Staging a play of this kind can be an ordeal, especially for a young director making his debut in the professional theatre. When Intisar Abdel-Fattah, the artistic director of Al-Tali'a, proposed it to Amr Qabil, the latter "froze with terror", as he confesses. His apprenticeship as an amateur director at the French Cultural Centre had been in comedy and burlesque. But the offer could not be resisted and to get into mainstream, professional theatre, Qabil accepted the challenge and this terrible make-or-break risk. Happily for him and for El-Banhawi, Caroline Khalil was at hand, available and willing to take on Elise. In the hands of an actress of less talent, sensitivity, culture and technical sophistication, the character -- completely unfamiliar in the Egyptian repertoire of female parts -- would have seemed strange and hopelessly impenetrable. Caroline handled it with subtlety, passionate reserve and superb attention to mood and rhythm. Like a well-groomed singer assigned the lead in an intricate quartet, she led the rest of the cast (Ashraf, Shereef and Shatsi), orchestrating their performances, filling in the gaps, making up for the lapses and steering them clear of the pitfalls of melodrama and sentimentalism.

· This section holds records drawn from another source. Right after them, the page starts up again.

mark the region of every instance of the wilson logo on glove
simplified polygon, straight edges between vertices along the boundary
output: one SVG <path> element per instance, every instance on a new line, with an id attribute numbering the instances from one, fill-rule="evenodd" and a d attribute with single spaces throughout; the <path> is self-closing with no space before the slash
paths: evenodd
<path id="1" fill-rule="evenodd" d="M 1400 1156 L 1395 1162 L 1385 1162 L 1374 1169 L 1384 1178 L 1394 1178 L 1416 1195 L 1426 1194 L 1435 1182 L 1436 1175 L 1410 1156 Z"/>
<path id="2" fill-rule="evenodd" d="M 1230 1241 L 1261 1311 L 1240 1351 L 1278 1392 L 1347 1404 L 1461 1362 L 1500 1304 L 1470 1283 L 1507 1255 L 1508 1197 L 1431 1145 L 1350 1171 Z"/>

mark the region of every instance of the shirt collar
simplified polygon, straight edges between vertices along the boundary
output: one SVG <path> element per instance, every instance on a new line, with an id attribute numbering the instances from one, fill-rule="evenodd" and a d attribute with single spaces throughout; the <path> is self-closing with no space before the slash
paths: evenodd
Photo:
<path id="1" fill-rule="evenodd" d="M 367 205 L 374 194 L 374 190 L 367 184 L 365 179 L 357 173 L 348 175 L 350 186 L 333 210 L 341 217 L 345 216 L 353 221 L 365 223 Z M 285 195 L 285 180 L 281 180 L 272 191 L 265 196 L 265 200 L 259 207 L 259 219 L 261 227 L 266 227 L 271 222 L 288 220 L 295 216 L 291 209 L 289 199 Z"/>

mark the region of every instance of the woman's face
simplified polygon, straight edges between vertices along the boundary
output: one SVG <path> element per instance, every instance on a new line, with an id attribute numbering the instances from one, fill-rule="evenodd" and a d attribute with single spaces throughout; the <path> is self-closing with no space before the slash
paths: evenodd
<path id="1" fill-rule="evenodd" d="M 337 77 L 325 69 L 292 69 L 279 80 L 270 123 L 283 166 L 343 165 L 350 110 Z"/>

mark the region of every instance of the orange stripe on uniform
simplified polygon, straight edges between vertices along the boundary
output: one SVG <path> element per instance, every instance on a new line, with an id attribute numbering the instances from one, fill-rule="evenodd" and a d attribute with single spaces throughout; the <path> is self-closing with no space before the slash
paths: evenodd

Amr Qabil was also lucky in his choice of Mohamed Abdel-Mon'im as set designer. Dressing up the whole of Salah Abdel-Sabour's hall at Al-Tali'a (a chamber theatre) in soft, white gauze, with a live guitarist (Mohamed Darwish) on one side, a bar in the middle and tables and chairs for the audience to make them share the same fictional space as the actors was an excellent idea. It created the sense of intimacy and the kind of vague, dreamy atmosphere essential for this kind of play. The whole space wore the aspect of a shadowy tunnel with a painting (by Khalid El-Halabi) at the far end, split in the middle, representing a woman and her silhouette. The few steps on one side led to an isolated, veiled area, as if suspended in midair, where the heroine withdraws at the end to make her final pronouncement, and the rocking chair in front of it, where the characters alternately seek comfort by rhythmically rocking themselves, were poignant touches. So was the old gramophone facing that area on the other side. The sea, the live guitar, a nostalgic, old, 1930s tune, as well as Beethoven and Chopin provided a stirring and structurally active musical background. At the end, as the action doubles back on itself and the striving to overcome loneliness ironically lead to a confirmation of irredeemable loneliness, with no prospect of a sudden glow, however dubious, each member of the audience is left with him/herself to trace, in this rich, enigmatic audiovisual mosaic, the faint notes of old, forgotten melodies.